At the heart of the Côte de Nuits, the Clos de Vougeot stretches across a large section of the township of Vougeot. The Musigny and Grands-Échezeaux vineyards cover the slope of the hill, just above the clos. Founded in 1110 by the nearby Abbey of Cîteaux, which maintained ownership of the vineyard until 1789, the Clos of Vougeot has become an icon of Burgundy. Comprising a single plot of over 50 hectares, this clos remains within the walls that were built around it five centuries ago. Its wine is one of the most distinguished of all the red Grand crus. It received AOC Grand cru certification on 31 July 1937 and is the only one of its kind in the township. With its cellar and vat room, complete with a giant wine press (dating back to between the 12th and 14th centuries), the castle evokes Burgundy during the Renaissance period. It is open to visitors and an international society of Burgundy wine enthusiasts known as the Confrérie des Chevaliers du Tastevin holds its chapter dinners here, serving some of the finest food and wine in all of France.

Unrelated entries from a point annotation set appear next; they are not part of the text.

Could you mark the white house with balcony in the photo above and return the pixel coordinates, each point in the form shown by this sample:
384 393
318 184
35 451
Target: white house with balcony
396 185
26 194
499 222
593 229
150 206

CLOS DE VOUGEOT : 49,25 hectares


This township, with its village situated on the plains on the other side of the D974 motorway, is surrounded by the Clos de Vougeot, with the Musigny vineyards to the north and the Grands crus of Vosne-Romanée to the south, providing an interesting backdrop for these two Grands crus. The Echezaux and Grand Echezaux vineyards are separated by the foot of the Combe d’Orveau. These Climats were originally established by the Cîteaux Abbey from the 12th and 13th centuries onwards.

ÉCHEZEAUX : 35,26 ha


This village is home to six of Burgundy’s most prestigious Grand crus. The municipal territory is made up almost entirely of vineyards. The most famous, of course, is the Romanée-Conti, the most universally coveted of wines (which has always been a monopole). It owes its name to the Prince of Conti. Nearby Richebourg and Romanée are also firm favourites of connoisseurs. Romanée-Saint-Vivant was originally established by the Hautes-Côtes monastery located in Curtil-Vergy. Its vendangeoir, where the grapes are taken to be pressed, is well conserved at the heart of Vosne-Romanée and evokes the vineyard’s monastic heritage.

LA ROMANÉE : 0,85 ha
RICHEBOURG : 7,68 ha
LA TÂCHE : 5,08 ha
LA GRANDE RUE : 1,65 ha

Source : BIVB

The Climats of Burgundy

“Climat” is a Burgundian term used to describe the wine terroirs of the region. The Climats, which are inscribed on the UNESCO World Heritage List, are vine plots that have been carefully marked out, named and highlighted over the course of centuries.
Each Climat has its own personality, which is shaped as much by its cultural history, spanning over a thousand years, as it is by the natural conditions of its soil, sub-soil, exposure and microclimate. Climat wines each have their own distinct flavour, which is why a single grape variety is used to make them (Pinot Noir for red wines, Chardonnay for white wines). Each of the wines also has its own place in the Burgundy wine classification system.

An exceptional heritage

The “Vignobles et Découvertes” certification Label

France, the world’s leading wine producer, enjoys a high level of tourism thanks to the prestige of the appellations produced on its territory. Vines and wines attract tourists from all over the world, in search of unique landscapes and prestigious appellations.
Wine tourism is centered around the discovery of wine-making methods, tasting and purchasing, but also on broader offers such as activities in the vineyards, catering or even accommodation.
The Vignobles & Découvertes (Vineyards & Discovery) certification Label rewards destinations and services that commit to following a set of criteria identifying them as “wine tourism” and meeting the expectations of tourists looking to immerse themselves in the wine sector.